Wouldn’t a nuclear attack cut off the power supply? And wouldn’t that mean sitting in your ‘shelter’ eating cold soup? I don’t recall getting satisfactory answers to those questions, but decades later my mother informed me that Stuart T’s parents had died and their house had been sold. Did the new owners know their basement was full of ancient tins of Spam and spaghetti? The Pantry That Time Forgot full of vintage packaging and food way past its use-by date.
Continuing with this theme, I have a booklet from 1964 put out by the US Department of Defense Office of Civil Defense: Fallout Shelter Food Requirements.
‘The purpose of provisioning fallout shelters with food is to provide basic nutritional requirements during the period of confinement so that shelter occupants can resume active and productive lives upon emergence.’
‘Basic requirements for shelter food … are that the food be palatable or at least acceptable to the majority of the shelter occupants; have sufficient storage stability to permit a shelf life of 5 to 10 years; be obtainable at low cost; be widely available or easily produced; have high bulk density to conserve storage space; require little or no preparation; and produce a minimum trash volume … The four food items selected for the provisioning program are as follows:
a. Survival Biscuit. A wheat flour baked product containing small amounts of corn and soy flour developed by the National Biscuit Co. for the New York State Civil Defense Commission.

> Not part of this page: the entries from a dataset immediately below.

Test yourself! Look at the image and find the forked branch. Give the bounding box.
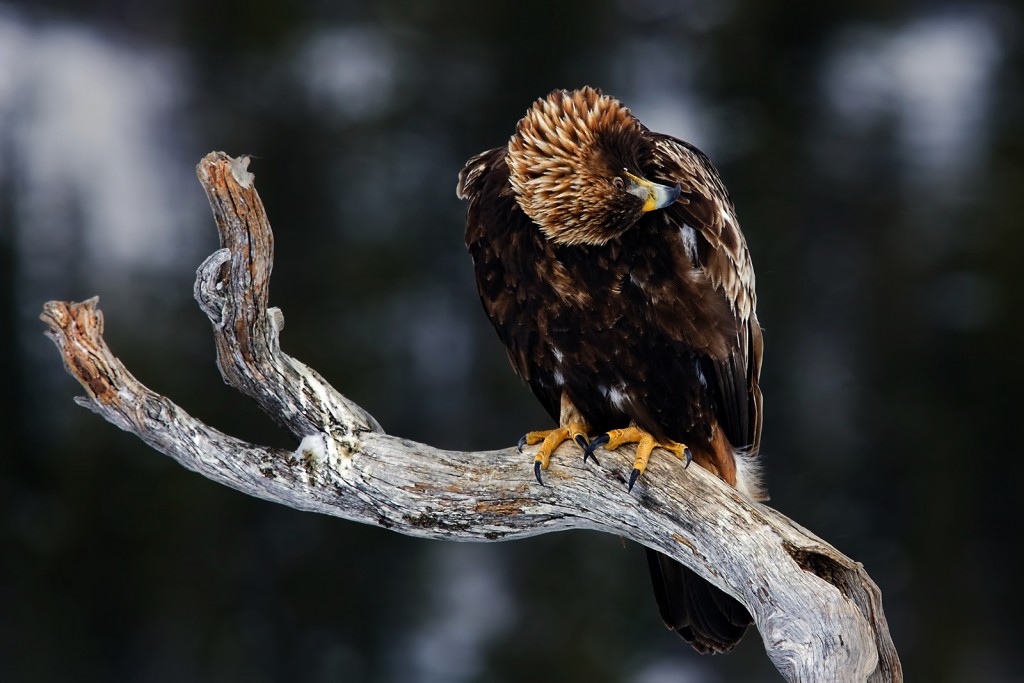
[42,153,902,682]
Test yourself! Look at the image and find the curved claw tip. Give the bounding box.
[626,467,640,493]
[583,434,609,466]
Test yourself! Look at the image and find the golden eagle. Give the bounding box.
[458,87,765,652]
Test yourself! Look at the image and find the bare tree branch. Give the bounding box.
[41,153,902,682]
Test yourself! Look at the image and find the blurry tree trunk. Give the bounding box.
[42,153,902,681]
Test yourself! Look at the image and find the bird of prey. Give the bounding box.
[458,87,765,652]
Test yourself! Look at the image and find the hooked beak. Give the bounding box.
[624,171,682,213]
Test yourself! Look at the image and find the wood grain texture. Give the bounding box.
[41,153,902,682]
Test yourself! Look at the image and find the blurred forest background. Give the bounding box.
[0,0,1024,683]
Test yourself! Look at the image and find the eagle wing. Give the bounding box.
[456,146,561,420]
[644,133,763,456]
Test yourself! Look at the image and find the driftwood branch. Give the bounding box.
[42,153,902,681]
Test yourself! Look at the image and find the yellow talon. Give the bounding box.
[590,425,693,490]
[519,423,587,484]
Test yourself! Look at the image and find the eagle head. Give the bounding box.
[506,87,680,245]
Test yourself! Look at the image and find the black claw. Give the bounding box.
[583,434,610,467]
[626,467,640,493]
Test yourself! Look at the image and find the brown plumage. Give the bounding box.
[458,88,764,652]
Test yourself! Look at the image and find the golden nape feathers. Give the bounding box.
[458,87,764,651]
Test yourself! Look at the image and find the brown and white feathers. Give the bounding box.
[458,87,764,651]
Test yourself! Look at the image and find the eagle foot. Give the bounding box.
[519,423,597,486]
[583,426,693,492]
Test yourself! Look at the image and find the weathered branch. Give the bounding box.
[42,153,902,681]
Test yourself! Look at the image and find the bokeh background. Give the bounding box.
[0,0,1024,683]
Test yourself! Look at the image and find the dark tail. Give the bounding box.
[647,549,754,654]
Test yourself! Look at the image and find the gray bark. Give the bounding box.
[42,153,902,681]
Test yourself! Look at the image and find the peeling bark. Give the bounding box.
[41,153,902,682]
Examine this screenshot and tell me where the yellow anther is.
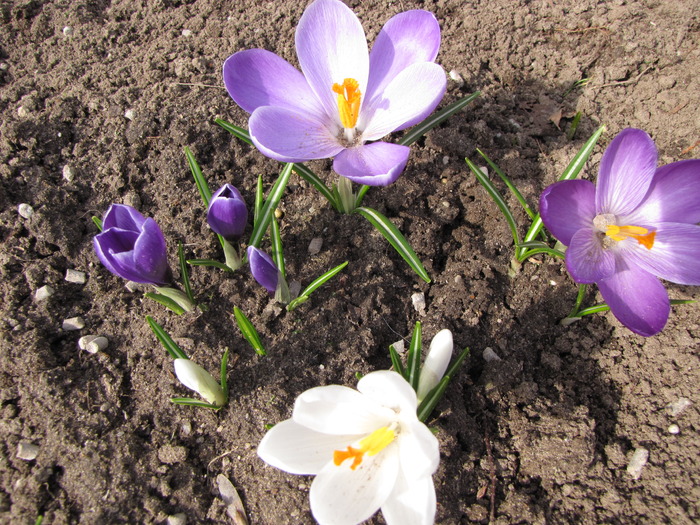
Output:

b. Survival Cracker. A wheat-corn flour baked cracker, similar to the survival biscuit, except that it contains more corn flour and no soy flour, developed by the Midwest Research Institute for the State of Nebraska.
c. Carbohydrate Supplement. Adapted from a standard product in accordance with a military specification and contains sucrose, glucose, and flavorings.
d. Bulgur Wafer. A wheat-based cereal product developed by the U.S. Department of Agriculture for the Office of Civil Defense. The bulgur is parboiled, pulled, dried, and compacted into wafer form.’
Compared to that menu, tinned carrots and rice pudding sound positively ambrosial!